Brazil snatched a point from Morocco but they look a team far from being frontrunners. (AP)
The Selecao have to ponder. The full-backs that started, Douglas Santos and Ibanez, looked rusty and were constantly out-run by Morocco’s counterparts. Casemiro looked exhausted; his decision to turn down a contract extension from Manchester United looked logical, as he is beyond the hard rigours of high-intensity football. His only purpose was to overburden fellow double pivot, Bruno. Both were outwitted and outmuscled by the teenaged Ayyoub Bouaddi from Lille.
Discordance upfront would be more worrisome for Ancelotti. The Italian had pledged all his stakes on his extravagantly gifted frontmen. He altered his default 4-2-4 to a sturdier 4-2-3-1, with Igor Thiago slotted as the classical nine. The three imaginative forwards would buzz behind, and when attacking morph into a three-man frontline, Raphinha and Vinicius Junior sliding from the flanks. Perhaps, the combustible first half in the Panama friendly forced the change, against a defiant side that had stung them in Qatar.

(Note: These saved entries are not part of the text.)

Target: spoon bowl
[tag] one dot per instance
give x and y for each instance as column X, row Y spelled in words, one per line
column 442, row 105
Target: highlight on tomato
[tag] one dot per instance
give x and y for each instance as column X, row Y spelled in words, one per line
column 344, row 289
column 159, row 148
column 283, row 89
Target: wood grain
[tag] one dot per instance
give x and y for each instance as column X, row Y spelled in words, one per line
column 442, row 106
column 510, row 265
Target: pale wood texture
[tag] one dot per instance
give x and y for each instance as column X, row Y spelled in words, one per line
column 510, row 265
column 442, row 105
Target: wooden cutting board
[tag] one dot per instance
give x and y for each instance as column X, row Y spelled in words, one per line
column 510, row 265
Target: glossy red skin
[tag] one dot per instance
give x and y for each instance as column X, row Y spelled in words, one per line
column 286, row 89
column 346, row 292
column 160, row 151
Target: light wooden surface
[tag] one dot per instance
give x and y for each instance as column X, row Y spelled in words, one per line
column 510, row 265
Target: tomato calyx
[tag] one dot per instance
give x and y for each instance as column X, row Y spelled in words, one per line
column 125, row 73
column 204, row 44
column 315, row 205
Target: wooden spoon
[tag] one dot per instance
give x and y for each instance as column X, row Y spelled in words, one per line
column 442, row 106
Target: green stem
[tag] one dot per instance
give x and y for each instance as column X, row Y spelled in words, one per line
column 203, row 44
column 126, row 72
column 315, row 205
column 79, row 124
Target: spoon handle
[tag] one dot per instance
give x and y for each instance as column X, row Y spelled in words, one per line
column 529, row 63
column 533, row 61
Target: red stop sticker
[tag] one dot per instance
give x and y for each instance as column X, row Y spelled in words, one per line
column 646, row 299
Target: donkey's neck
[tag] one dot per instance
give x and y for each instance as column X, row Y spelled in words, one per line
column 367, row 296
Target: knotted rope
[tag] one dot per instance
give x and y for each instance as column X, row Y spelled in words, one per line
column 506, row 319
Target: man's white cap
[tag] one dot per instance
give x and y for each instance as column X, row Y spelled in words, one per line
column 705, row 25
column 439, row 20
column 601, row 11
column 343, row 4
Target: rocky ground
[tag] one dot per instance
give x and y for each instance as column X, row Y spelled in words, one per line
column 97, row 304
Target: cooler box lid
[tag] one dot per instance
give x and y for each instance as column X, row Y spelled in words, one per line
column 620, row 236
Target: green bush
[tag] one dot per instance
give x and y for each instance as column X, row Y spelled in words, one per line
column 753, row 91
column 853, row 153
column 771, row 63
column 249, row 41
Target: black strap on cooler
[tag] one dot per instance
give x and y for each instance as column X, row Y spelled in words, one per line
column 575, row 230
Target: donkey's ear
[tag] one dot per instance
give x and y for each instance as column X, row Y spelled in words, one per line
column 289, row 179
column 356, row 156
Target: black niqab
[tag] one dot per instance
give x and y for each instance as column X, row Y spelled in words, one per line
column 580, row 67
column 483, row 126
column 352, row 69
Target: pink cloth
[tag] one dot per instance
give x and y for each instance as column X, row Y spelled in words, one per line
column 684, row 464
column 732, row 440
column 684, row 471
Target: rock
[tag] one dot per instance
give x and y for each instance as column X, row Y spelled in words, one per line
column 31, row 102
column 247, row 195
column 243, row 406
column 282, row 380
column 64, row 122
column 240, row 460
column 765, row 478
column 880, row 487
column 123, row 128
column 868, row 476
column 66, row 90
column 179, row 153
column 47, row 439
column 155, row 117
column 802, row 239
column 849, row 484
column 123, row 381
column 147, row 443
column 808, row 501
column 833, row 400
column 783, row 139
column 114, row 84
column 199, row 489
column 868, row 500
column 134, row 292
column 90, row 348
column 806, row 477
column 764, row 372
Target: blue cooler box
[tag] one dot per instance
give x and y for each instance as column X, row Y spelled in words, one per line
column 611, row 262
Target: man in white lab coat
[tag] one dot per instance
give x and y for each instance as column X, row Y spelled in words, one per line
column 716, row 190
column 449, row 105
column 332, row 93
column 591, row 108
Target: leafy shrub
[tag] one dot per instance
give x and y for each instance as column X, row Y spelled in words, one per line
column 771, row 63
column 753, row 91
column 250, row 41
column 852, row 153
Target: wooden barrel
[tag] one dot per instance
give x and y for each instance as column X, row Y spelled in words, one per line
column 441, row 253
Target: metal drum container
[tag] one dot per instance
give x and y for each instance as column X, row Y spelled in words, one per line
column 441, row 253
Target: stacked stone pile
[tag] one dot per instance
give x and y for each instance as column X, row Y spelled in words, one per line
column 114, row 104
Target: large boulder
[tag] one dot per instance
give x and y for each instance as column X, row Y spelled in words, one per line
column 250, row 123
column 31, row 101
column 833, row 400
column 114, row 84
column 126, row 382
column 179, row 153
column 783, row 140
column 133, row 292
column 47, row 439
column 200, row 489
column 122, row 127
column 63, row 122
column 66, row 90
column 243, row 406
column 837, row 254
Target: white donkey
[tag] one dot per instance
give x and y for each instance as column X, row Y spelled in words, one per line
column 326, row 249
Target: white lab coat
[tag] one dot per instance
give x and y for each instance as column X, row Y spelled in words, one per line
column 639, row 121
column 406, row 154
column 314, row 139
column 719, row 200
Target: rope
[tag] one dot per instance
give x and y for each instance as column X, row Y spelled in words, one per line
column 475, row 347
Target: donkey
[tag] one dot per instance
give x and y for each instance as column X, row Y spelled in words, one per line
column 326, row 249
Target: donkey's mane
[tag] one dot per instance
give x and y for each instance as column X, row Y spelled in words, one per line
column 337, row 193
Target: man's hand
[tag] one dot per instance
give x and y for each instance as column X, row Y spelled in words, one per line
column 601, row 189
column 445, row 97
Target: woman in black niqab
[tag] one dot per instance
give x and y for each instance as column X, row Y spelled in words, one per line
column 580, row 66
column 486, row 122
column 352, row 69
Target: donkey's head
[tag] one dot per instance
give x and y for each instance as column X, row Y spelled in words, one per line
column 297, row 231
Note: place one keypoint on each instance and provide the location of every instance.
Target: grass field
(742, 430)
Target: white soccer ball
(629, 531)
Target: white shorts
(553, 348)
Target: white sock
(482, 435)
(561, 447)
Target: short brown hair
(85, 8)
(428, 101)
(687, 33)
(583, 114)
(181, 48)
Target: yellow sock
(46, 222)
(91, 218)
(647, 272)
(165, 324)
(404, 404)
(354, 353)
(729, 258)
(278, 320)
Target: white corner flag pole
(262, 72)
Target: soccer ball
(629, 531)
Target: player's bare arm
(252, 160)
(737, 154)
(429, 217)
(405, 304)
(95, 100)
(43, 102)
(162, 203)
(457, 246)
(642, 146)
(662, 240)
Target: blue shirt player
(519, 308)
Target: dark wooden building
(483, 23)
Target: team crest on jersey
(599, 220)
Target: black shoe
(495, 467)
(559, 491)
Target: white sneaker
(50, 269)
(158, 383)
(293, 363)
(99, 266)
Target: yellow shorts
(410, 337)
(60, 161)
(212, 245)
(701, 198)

But the plan failed gloriously. Thiago barely imposed fear, neither as a goal-scoring threat or a disruptor in the box. His replacement, Matheus Cunha, capable of designing special moments, barely fizzed. Raphinha, Barcelona’s best player of the season, was uncharacteristically insipid, barely forcing a save off Bono. Late in the second half, Vinicius squared him up beautifully inside the box, only for a feeble shot that summed up Brazil’s forgettable night.